Frank Burnett
Frank Burnett
By Michael Hamson
Frank Burnett was a wealthy gentleman from Vancouver, British Columbia, who made numerous collecting trips to the South Pacific from 1901 until his death in 1930. He amassed an enormous collection of artifacts, with over 1,200 being donated in 1927 to the University of British Columbia, which later became the founding collection for the Museum of Anthropology.

Burnett was a Scotsman born in Aberdeenshire on February 14, 1852. His father was a captain of a Greenland whaler and Frank himself was apprenticed to a sailing vessel at the age of 14. At age 18, Frank moved to Canada, where his uncle was Archbishop of Montreal. Frank worked in a number of various professions, including ship’s purser, stockbroker, farmer, grain dealer, private banker and police commissioner. In 1895, he moved to Vancouver, becoming a pilot commissioner and real estate investor—the latter of which made him quite wealthy. In declining health, Burnett took a cruise to the South Pacific. The trip would have a profound impact on the rest of his life.

Burnett recognized that the people and cultures he encountered on that first voyage were in a crucial transition from traditional to Western ways of life. With a sense of urgency, he planned to return to the South Pacific and venture to remote islands outside normal holiday and commercial traffic with hopes of encountering the fading native culture. To this end, he retired from his business dealings in Vancouver and purchased the 85-ton schooner Laurel with the intent to quickly head back to the South Seas.

In 1901, he embarked with his wife, daughter, nephew and two friends for a two-year voyage to Hawaii, the Gilbert Islands and Fiji. Burnett was interested in both the indigenous cultures and the interaction between them and the white settlers and visitors. He took many photographs and aggressively collected “native implements and curiosities.” Burnett’s stated purpose of the voyage was “to study the habits and customs of the different groups of natives visited, and to collect relics of their former savage state.”

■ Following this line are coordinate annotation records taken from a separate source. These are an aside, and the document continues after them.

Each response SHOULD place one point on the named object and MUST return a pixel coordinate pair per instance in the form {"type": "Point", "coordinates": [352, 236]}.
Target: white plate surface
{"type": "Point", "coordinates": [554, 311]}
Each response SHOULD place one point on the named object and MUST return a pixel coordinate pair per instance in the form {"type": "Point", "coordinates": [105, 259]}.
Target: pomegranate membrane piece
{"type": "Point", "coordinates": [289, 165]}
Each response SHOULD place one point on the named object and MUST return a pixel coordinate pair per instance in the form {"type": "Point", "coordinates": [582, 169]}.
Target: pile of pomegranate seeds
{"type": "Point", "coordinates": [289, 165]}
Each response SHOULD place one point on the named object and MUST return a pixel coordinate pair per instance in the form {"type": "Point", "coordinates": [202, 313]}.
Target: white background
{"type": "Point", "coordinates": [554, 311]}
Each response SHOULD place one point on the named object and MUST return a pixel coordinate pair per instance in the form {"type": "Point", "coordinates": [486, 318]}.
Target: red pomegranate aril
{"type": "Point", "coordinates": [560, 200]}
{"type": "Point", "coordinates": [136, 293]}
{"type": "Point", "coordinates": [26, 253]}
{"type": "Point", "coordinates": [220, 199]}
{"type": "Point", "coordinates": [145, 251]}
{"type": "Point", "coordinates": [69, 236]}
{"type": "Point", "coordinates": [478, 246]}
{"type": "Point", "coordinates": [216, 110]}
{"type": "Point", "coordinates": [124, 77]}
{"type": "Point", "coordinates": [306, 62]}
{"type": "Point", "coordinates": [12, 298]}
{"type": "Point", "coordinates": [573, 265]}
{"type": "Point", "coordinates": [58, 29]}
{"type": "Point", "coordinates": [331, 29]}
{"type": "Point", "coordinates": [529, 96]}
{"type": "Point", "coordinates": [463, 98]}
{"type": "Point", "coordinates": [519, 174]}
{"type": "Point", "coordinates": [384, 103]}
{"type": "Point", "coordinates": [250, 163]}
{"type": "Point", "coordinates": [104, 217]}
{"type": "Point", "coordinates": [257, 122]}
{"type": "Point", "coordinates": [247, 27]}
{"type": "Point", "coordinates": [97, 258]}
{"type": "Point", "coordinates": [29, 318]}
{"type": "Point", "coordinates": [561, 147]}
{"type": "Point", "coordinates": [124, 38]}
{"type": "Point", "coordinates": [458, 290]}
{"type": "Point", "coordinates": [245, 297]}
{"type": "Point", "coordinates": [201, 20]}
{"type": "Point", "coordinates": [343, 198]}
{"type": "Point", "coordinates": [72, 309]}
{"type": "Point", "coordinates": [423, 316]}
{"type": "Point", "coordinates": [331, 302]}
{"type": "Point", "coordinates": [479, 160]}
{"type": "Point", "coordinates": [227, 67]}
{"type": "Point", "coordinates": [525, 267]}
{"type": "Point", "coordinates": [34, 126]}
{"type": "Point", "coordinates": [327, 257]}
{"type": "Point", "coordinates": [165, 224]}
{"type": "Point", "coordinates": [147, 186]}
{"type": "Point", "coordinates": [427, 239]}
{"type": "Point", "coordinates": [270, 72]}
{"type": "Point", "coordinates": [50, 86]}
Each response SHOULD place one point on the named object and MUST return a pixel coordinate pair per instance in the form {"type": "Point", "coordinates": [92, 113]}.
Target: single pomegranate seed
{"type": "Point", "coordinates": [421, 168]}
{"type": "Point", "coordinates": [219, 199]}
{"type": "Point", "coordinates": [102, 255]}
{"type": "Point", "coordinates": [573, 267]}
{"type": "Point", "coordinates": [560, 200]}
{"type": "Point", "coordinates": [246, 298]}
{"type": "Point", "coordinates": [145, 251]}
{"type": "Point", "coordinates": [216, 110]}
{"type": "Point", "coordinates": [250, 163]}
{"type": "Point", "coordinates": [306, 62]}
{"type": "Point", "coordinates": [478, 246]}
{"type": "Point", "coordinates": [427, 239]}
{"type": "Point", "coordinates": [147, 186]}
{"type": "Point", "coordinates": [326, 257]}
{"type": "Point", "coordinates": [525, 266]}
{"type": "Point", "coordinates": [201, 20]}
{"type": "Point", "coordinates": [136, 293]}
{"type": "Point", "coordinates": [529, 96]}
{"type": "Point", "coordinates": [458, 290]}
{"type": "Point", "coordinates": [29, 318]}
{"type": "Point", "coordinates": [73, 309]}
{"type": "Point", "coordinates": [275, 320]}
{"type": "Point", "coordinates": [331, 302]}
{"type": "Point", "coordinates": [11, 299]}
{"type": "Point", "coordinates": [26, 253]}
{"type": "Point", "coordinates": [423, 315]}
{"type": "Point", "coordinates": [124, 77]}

After the first voyage, Burnett made nine more extensive trips—to Africa, Australia, Asia and South America. Many of the longer trips lasted between 10 and 18 months. All the while, Burnett continued his writing, taking photographs and collecting artifacts. The results of nearly 30 years of extensive travel were a collection of over 1,200 artifacts and four books: Through Tropic Seas, F. Griffiths, 1910; Through Polynesia and Papua: Wanderings with a Camera in Southern Seas, Griffiths, 1911; Summer Isles of Eden, Sifton, 1923; and The Wreck of the “Tropic Bird” and other South Sea Stories, Sifton, 1926.
Frank Burnett died of a heart attack on February 20, 1930, in Vancouver, British Columbia.